Анкудинов подошел ближе и пристально посмотрел на Дениса.
«Пытаешься читать мои мысли? Но, кажется, ты не такой всемогущий, каким хочешь показаться. Не такой крутой».
Денис еле сдержал ухмылку, неожиданно готовую родиться у него на губах.
Константин Андреевич несколько секунд стоял, не шевелясь, потом кивнул и произнес:
– Поначалу тебе будет казаться, что твоя работа противоречит твоим человеческим мыслям и принципам. Но это все временно. Ко всему-то подлец-человек привыкает.
Денис молчал, ожидая продолжения.
Анку рассмеялся.
– Это не я сказал.
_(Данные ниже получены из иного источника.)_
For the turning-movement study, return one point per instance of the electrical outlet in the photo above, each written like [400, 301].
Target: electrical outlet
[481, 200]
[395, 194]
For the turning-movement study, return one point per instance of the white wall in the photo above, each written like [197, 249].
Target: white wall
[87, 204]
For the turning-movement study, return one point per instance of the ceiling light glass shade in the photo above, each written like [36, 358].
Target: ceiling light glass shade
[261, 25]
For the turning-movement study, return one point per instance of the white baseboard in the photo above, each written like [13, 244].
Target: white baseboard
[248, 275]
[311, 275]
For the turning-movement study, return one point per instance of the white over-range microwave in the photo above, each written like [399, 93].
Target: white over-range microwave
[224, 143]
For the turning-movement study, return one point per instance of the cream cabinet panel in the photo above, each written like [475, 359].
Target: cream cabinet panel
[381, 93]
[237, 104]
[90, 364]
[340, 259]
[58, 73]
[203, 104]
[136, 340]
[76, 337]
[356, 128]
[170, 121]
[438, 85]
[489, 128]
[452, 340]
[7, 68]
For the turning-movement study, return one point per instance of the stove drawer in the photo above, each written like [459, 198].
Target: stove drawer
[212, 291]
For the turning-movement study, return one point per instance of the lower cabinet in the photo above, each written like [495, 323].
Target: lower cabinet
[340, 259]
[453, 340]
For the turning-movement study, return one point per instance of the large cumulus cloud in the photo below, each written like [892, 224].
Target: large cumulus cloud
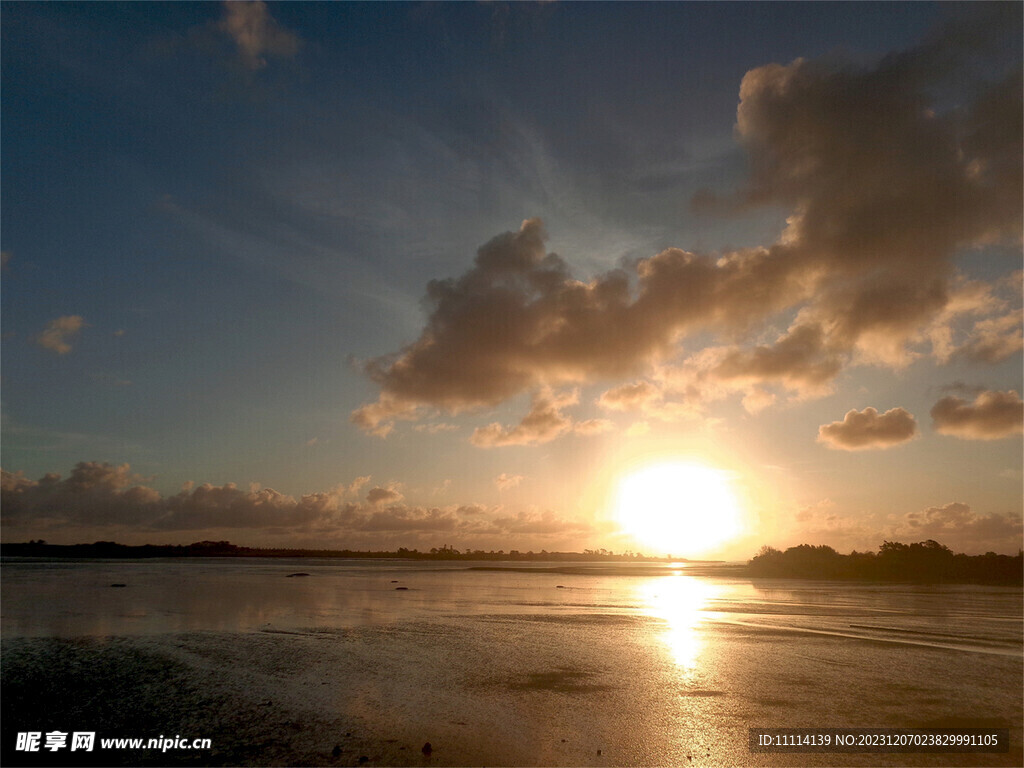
[884, 184]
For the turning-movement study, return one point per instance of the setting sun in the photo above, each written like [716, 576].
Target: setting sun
[678, 507]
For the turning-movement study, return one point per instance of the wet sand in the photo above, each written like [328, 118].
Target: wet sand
[523, 690]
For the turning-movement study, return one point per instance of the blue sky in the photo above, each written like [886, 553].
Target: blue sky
[217, 217]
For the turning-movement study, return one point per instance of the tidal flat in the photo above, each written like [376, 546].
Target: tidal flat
[493, 668]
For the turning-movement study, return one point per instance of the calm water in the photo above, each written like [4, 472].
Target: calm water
[654, 668]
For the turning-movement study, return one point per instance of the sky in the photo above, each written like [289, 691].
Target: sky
[505, 276]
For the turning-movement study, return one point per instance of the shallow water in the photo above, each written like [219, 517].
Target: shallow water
[539, 668]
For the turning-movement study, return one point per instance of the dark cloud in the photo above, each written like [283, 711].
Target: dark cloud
[506, 480]
[866, 429]
[544, 423]
[992, 415]
[629, 396]
[799, 360]
[884, 185]
[93, 493]
[593, 426]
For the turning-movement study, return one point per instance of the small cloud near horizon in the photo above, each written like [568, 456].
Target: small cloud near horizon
[867, 429]
[991, 416]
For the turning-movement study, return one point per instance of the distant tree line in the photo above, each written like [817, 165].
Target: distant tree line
[925, 561]
[113, 550]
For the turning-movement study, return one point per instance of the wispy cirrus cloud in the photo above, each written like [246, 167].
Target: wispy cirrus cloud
[105, 497]
[59, 333]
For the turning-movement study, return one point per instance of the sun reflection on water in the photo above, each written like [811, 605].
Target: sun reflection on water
[681, 601]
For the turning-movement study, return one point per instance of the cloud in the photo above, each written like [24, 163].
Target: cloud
[994, 339]
[799, 359]
[58, 333]
[381, 497]
[104, 500]
[957, 522]
[256, 34]
[505, 480]
[96, 493]
[593, 426]
[544, 423]
[629, 396]
[435, 427]
[992, 415]
[883, 185]
[867, 429]
[535, 522]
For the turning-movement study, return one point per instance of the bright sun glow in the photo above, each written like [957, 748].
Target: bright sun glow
[678, 508]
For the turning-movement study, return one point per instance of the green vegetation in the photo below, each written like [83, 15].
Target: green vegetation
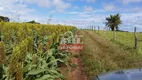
[124, 40]
[30, 51]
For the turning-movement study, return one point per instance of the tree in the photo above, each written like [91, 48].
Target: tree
[113, 21]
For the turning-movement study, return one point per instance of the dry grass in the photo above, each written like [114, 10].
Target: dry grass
[101, 55]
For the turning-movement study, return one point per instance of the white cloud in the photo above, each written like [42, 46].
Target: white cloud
[108, 7]
[130, 1]
[90, 1]
[60, 5]
[88, 8]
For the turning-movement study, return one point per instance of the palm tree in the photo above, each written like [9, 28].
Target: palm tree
[113, 21]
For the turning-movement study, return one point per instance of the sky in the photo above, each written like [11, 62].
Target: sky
[80, 13]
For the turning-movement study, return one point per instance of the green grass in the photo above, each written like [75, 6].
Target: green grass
[124, 40]
[102, 54]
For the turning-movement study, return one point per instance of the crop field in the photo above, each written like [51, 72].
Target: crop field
[29, 51]
[102, 54]
[125, 40]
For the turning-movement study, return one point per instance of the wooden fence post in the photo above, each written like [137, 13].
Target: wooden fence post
[114, 34]
[94, 28]
[136, 38]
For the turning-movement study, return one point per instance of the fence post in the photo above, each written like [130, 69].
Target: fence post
[94, 28]
[136, 39]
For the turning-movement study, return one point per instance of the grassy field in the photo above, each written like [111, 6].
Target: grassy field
[104, 55]
[125, 40]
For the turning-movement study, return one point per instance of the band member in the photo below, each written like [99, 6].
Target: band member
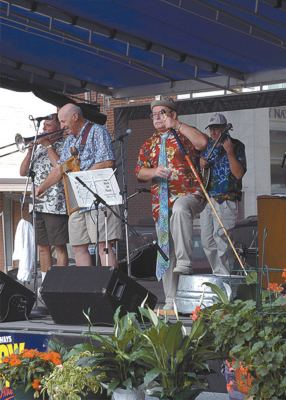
[51, 219]
[93, 145]
[176, 196]
[225, 166]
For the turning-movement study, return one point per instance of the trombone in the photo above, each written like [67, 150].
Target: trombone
[22, 143]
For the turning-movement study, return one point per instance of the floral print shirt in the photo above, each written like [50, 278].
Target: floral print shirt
[98, 147]
[181, 180]
[54, 197]
[222, 184]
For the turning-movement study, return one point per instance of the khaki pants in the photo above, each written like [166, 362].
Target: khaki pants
[184, 211]
[214, 241]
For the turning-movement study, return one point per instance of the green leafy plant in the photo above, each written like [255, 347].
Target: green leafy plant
[114, 358]
[70, 381]
[177, 362]
[254, 337]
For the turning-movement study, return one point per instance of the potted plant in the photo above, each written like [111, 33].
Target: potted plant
[252, 337]
[70, 381]
[114, 359]
[26, 370]
[177, 362]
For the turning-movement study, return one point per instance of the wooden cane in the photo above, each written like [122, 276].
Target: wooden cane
[191, 165]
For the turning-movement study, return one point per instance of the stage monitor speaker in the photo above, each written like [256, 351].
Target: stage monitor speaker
[68, 292]
[16, 301]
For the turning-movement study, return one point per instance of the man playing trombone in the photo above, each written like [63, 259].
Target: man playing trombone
[51, 222]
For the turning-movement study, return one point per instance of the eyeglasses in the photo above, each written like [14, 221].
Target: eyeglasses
[216, 126]
[160, 113]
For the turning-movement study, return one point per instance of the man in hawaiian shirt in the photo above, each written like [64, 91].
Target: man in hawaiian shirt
[96, 153]
[184, 197]
[227, 166]
[51, 221]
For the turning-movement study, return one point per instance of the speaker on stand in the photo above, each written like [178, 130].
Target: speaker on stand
[16, 301]
[69, 292]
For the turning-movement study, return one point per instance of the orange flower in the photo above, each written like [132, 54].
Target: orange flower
[274, 287]
[195, 313]
[243, 379]
[229, 386]
[30, 353]
[36, 384]
[14, 362]
[52, 356]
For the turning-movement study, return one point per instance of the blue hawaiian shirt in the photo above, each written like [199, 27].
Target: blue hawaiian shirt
[98, 147]
[222, 184]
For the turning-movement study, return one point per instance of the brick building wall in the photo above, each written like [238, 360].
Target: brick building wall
[16, 216]
[1, 235]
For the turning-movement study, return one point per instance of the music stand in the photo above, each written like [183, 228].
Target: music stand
[36, 311]
[93, 189]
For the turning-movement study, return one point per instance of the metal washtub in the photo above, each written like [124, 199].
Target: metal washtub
[192, 292]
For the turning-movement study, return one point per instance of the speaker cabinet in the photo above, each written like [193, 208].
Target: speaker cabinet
[16, 301]
[69, 292]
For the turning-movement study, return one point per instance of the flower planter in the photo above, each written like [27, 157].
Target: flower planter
[232, 384]
[128, 394]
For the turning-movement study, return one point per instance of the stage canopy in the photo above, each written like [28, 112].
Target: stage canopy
[134, 48]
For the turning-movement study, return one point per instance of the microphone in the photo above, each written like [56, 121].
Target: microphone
[121, 137]
[283, 160]
[158, 248]
[39, 119]
[140, 190]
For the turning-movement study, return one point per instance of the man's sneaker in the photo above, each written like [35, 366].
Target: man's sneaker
[40, 300]
[180, 269]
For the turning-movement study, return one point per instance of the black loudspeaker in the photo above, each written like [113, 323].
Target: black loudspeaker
[68, 292]
[16, 301]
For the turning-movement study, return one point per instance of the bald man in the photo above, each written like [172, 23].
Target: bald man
[93, 143]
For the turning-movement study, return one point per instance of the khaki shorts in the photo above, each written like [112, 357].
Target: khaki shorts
[51, 229]
[82, 227]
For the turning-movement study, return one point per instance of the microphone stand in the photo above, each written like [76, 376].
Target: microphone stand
[102, 201]
[125, 201]
[36, 312]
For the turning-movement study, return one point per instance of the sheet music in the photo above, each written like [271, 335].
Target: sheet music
[101, 181]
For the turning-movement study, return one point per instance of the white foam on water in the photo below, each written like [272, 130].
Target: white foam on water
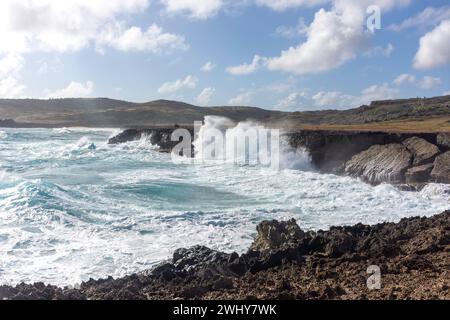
[68, 213]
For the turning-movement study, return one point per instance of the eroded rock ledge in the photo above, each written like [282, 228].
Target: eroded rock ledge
[403, 159]
[285, 262]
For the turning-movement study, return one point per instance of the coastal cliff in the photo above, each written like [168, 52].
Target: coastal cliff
[406, 159]
[285, 262]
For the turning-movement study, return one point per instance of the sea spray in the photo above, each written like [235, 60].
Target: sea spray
[220, 139]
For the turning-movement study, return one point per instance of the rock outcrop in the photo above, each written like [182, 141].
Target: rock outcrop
[443, 141]
[381, 163]
[422, 151]
[419, 175]
[441, 171]
[413, 256]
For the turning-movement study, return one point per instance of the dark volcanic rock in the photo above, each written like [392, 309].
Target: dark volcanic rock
[380, 163]
[423, 152]
[160, 137]
[273, 235]
[443, 141]
[420, 174]
[413, 254]
[441, 171]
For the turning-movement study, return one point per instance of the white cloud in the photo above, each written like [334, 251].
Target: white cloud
[208, 67]
[196, 9]
[333, 38]
[72, 25]
[205, 96]
[292, 32]
[429, 82]
[293, 102]
[73, 90]
[11, 88]
[280, 5]
[429, 17]
[434, 50]
[154, 39]
[241, 99]
[405, 78]
[11, 64]
[245, 68]
[381, 51]
[189, 82]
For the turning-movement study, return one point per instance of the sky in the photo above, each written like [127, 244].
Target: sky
[290, 55]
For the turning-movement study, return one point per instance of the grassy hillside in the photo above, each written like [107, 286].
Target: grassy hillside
[432, 114]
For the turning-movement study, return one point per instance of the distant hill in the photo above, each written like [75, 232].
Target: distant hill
[104, 112]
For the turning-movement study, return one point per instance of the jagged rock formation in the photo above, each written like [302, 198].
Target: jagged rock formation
[422, 151]
[441, 170]
[380, 163]
[285, 262]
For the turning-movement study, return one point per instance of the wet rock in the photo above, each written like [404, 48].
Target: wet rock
[206, 262]
[339, 242]
[422, 151]
[273, 235]
[419, 174]
[441, 171]
[443, 141]
[381, 163]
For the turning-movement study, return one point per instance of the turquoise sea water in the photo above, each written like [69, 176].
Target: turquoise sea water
[73, 207]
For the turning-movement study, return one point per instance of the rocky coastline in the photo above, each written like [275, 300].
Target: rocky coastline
[407, 160]
[285, 262]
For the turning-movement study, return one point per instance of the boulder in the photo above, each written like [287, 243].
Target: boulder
[419, 174]
[272, 235]
[423, 152]
[381, 163]
[443, 141]
[441, 171]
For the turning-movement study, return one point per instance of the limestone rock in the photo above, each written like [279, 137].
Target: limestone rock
[423, 152]
[419, 174]
[441, 171]
[443, 141]
[380, 163]
[274, 234]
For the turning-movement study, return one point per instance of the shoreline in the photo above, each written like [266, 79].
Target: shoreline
[284, 262]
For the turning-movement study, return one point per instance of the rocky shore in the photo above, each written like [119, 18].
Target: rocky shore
[285, 262]
[409, 160]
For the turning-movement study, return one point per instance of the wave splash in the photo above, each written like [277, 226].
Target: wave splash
[220, 139]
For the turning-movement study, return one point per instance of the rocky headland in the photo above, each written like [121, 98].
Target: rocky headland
[286, 262]
[408, 160]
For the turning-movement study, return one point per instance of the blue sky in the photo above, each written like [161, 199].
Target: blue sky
[142, 50]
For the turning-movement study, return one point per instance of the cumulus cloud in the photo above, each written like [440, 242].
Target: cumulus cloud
[430, 82]
[189, 82]
[434, 49]
[205, 96]
[154, 39]
[280, 5]
[196, 9]
[404, 79]
[333, 38]
[208, 67]
[73, 90]
[381, 51]
[11, 88]
[429, 17]
[242, 99]
[293, 102]
[245, 69]
[62, 26]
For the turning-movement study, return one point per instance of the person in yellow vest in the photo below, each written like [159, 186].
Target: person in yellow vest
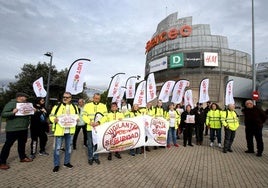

Это Достоевский.
И продолжил:
– Постепенно всякие условности, которым учит Библия и прочий хлам, забудутся. Ты увидишь, как человечество будет менять одни принципы на другие и всегда считать свои более правильными и нужными. Но, – Анку поднял длинный указательный палец, – любая мораль конечна, а ты – нет. Ты над моралью. Ты бессмертен. И ты, Денис, уже на пути к бессмертию. Безумцы уже могут почувствовать, что ты не такой, как все.
Денис вздрогнул, вспомнив Балаклаву и паренька в метро. Анку, казалось, поймал это движение взглядом, и его тонкие губы разошлись в улыбке.
– И, меняя абсолютно все принципы и правила игры, люди не смогут поменять лишь одно правило – что в конце ты все равно придешь за каждым из них.
Переход обратно в квартиру показался Денису столь же незаметным по ощущениям, что и выход в лес из туалета. Просто смена декораций – от одной к другой.
Анкудинов, войдя в комнату, в которой неделю назад Денис вступил с ним в вынужденную сделку, указал ладонью на кресло.
– Полагаю, на сегодня достаточно разговоров.
Он дождался, пока Денис сел. Затем опустился в кресло сам и вновь провернул фокус с появляющимся ниоткуда портфелем. Выудив на свет несколько белых конвертов, Анку бросил их на стол. На первый взгляд небрежно, но конверты разложились аккуратным веером так, что можно было прочитать фамилии получателей на каждом из них.
«Опять фокусы», – решил про себя Денис.
На верхнем конверте краснел логотип «AMS». Почта Анку.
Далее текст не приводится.